Generics

⚠️ Experimental feature ⚠️: While simple examples work this is still in early development and more useful use cases are not supported yet. It is not recommended to use this.

Generics are a feature that allows you to write code that can be reused for different types. For example, you might want to write a function that returns the first element of any array. This is a generic function because it can be used for any type of array, like an array of strings or an array of numbers.

fun first<T>(array: [T]): T {
    return array[0]
}

fun main() {
    let array = ["hello", "world"]
    let first = first(array)
}

In this example, the first function is generic because it can be used for any type of array. The T in the function signature is a type parameter. It can be replaced with any type when the function is called.

Syntax

Generics are enclosed in angle brackets (< and >). The type parameters are separated by commas (,) and each type parameter can have a constraint.
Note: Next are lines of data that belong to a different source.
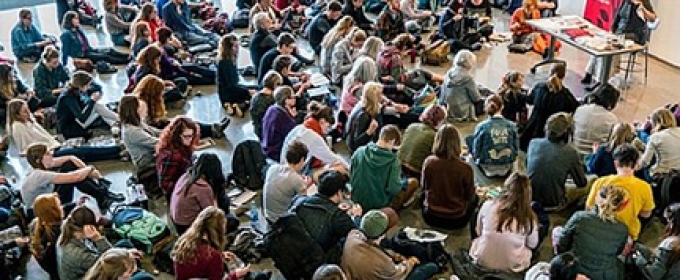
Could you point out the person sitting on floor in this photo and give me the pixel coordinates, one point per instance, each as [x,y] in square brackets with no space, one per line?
[278,121]
[177,17]
[549,176]
[640,200]
[363,258]
[118,19]
[71,173]
[79,112]
[264,99]
[234,96]
[507,227]
[391,21]
[322,24]
[418,140]
[283,182]
[448,183]
[495,144]
[75,44]
[460,92]
[27,41]
[376,177]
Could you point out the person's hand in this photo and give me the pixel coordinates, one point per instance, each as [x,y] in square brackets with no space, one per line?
[596,146]
[241,272]
[22,241]
[82,200]
[356,211]
[136,254]
[96,96]
[91,232]
[228,255]
[372,127]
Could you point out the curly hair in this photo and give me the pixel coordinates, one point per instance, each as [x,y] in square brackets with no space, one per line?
[150,90]
[171,137]
[209,227]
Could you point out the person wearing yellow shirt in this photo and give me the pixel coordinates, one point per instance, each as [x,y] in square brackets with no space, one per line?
[639,199]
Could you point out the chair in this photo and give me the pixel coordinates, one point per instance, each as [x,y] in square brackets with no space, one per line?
[630,64]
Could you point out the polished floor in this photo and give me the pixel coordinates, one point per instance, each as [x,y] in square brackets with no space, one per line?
[493,62]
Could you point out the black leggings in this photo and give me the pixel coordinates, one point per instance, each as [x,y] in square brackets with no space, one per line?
[107,54]
[87,186]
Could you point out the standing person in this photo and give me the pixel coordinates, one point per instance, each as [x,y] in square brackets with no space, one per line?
[119,19]
[448,183]
[459,92]
[283,182]
[322,24]
[548,98]
[376,176]
[278,121]
[74,44]
[174,151]
[49,77]
[27,41]
[640,201]
[200,251]
[596,236]
[78,112]
[200,187]
[418,140]
[496,142]
[264,99]
[548,176]
[507,228]
[69,173]
[234,97]
[630,20]
[80,244]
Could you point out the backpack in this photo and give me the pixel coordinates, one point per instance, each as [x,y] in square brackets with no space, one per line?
[248,165]
[294,252]
[143,228]
[426,252]
[241,18]
[436,53]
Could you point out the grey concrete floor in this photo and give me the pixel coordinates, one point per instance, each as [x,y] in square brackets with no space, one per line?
[493,62]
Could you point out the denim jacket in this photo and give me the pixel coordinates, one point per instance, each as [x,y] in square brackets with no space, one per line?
[495,141]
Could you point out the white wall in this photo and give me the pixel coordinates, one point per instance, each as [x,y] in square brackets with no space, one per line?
[665,40]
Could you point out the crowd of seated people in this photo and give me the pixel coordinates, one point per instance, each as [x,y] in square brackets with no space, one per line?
[402,151]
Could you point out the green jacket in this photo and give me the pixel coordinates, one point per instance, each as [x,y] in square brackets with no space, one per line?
[375,176]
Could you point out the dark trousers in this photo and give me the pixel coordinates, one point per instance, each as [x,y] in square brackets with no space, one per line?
[456,223]
[107,54]
[87,186]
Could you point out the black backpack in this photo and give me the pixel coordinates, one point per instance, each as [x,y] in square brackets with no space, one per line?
[248,166]
[294,252]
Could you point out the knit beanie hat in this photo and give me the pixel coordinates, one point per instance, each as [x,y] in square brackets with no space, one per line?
[374,224]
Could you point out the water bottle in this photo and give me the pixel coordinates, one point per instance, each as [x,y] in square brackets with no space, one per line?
[254,216]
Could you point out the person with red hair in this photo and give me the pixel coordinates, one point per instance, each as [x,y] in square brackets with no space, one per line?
[174,151]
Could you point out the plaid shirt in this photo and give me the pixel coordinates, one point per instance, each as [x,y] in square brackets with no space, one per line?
[170,165]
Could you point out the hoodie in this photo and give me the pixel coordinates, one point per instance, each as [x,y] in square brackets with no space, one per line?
[375,176]
[459,92]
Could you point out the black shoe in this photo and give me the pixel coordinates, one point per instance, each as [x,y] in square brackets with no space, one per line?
[588,79]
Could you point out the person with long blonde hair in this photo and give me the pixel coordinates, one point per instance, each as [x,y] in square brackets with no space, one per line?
[366,119]
[200,251]
[341,30]
[45,230]
[596,236]
[663,145]
[507,227]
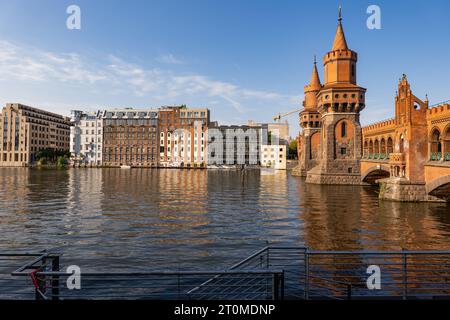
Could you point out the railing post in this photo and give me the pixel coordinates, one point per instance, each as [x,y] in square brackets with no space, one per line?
[349,292]
[55,278]
[405,275]
[306,274]
[276,286]
[40,290]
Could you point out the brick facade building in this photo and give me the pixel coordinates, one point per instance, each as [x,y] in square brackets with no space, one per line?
[24,131]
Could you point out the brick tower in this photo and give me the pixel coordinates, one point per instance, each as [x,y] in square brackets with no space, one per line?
[310,121]
[339,103]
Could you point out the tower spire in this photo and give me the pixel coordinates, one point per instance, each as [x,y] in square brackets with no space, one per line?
[339,40]
[315,80]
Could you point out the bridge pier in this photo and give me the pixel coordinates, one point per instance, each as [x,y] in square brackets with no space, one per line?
[401,189]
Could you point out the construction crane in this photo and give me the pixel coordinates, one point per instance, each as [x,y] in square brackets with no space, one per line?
[279,116]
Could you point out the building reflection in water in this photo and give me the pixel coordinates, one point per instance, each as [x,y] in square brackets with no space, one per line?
[353,218]
[169,219]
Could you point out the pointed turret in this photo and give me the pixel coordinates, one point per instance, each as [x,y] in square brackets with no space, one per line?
[339,40]
[315,84]
[312,89]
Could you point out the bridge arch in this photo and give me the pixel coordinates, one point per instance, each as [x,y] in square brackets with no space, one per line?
[439,187]
[375,173]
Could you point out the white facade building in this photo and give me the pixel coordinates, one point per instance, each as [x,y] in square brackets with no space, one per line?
[86,137]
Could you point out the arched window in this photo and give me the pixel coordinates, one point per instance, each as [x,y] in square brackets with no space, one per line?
[436,146]
[377,148]
[390,146]
[344,129]
[402,144]
[383,148]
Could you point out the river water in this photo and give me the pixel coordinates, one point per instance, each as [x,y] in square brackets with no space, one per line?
[113,219]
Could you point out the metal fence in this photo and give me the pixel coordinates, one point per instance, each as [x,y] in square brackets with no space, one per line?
[50,283]
[313,274]
[11,287]
[273,272]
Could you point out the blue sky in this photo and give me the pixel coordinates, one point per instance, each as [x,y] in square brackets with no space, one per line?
[244,59]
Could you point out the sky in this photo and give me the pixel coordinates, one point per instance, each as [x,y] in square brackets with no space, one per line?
[243,59]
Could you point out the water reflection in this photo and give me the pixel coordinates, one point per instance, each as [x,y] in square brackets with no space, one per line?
[115,219]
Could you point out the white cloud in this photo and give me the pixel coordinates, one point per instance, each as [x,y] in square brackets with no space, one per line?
[169,59]
[118,81]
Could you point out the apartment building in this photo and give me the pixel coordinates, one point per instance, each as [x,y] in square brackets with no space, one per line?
[183,136]
[274,156]
[86,137]
[24,131]
[130,137]
[236,145]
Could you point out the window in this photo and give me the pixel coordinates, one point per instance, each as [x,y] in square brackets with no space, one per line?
[343,129]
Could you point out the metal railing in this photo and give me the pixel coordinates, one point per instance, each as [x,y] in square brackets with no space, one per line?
[43,273]
[274,272]
[313,274]
[10,286]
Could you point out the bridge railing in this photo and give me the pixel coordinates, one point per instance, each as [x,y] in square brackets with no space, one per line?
[345,274]
[43,276]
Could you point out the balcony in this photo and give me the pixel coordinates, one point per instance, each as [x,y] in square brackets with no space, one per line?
[376,156]
[436,156]
[397,158]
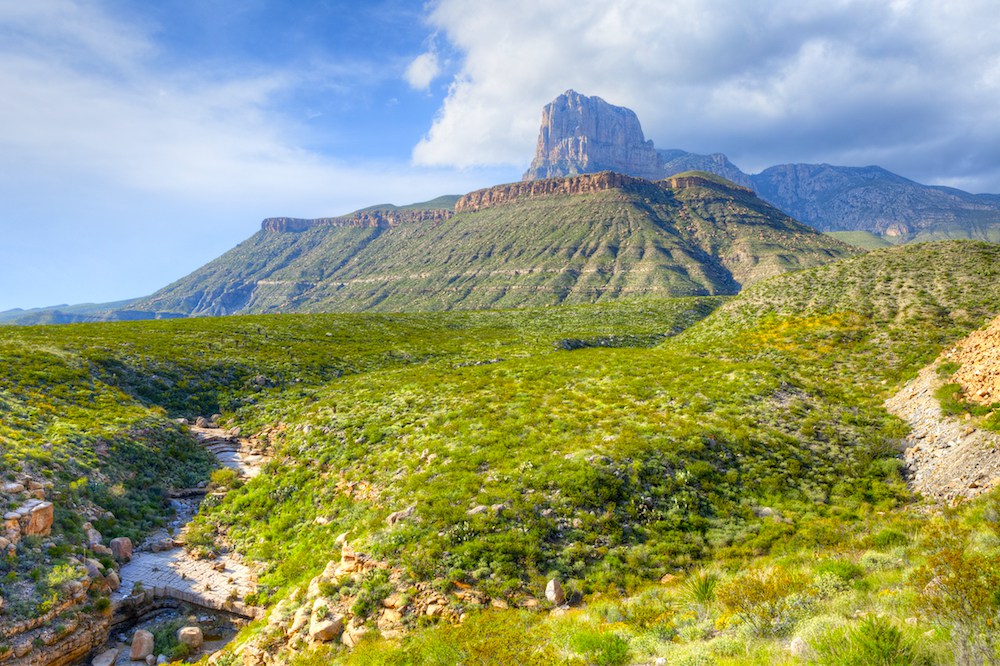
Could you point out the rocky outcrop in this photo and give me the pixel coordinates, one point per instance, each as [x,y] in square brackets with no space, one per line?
[358,220]
[511,193]
[581,134]
[978,357]
[945,458]
[505,194]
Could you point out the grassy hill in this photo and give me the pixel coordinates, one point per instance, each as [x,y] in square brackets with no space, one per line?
[738,445]
[604,243]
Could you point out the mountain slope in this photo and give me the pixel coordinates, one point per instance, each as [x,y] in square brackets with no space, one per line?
[581,134]
[575,240]
[833,198]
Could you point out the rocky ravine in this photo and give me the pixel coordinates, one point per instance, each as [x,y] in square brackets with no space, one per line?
[949,459]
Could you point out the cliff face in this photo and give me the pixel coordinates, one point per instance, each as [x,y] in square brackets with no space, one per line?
[581,134]
[359,220]
[505,194]
[512,193]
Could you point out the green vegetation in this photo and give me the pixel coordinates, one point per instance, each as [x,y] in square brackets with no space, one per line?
[560,249]
[736,449]
[866,240]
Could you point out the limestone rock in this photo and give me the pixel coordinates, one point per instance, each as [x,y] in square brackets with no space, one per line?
[581,134]
[40,519]
[121,549]
[142,645]
[106,658]
[799,648]
[300,620]
[92,535]
[191,636]
[554,592]
[399,516]
[353,635]
[326,629]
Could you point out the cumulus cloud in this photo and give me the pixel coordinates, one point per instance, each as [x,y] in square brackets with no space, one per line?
[913,85]
[423,70]
[120,173]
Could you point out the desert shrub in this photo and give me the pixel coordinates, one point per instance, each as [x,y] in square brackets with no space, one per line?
[875,641]
[602,648]
[766,600]
[961,591]
[873,560]
[828,584]
[841,568]
[888,538]
[374,589]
fun foo<T, U>(x: T, y: U): T {
    return x
}

struct Bar<T, U> {
    x: T,
    y: U,
}

trait Baz<T, U> {
    fun foo(x: T, y: U): T
}

Constraints

Type parameters can have constraints. A constraint is a type that the type parameter must be a subtype of. For example, if we want to write a function that takes two numbers and returns the larger one, we can use the Comparable trait as a constraint.

fun max<T(Comparable)>(x: T, y: T): T {
    if x > y {
        return x
    } else {
        return y
    }
}

In this example, the T type parameter must be a subtype of the Comparable trait. This means that the T type parameter must implement the Comparable trait.

Note: The Comparable trait allows you to compare two values using the <, >, <=, and >= operators. Those types must be the same. This means that you can't compare T (Comparable) with U (Comparable). T and U are not guaranteed to be the same type.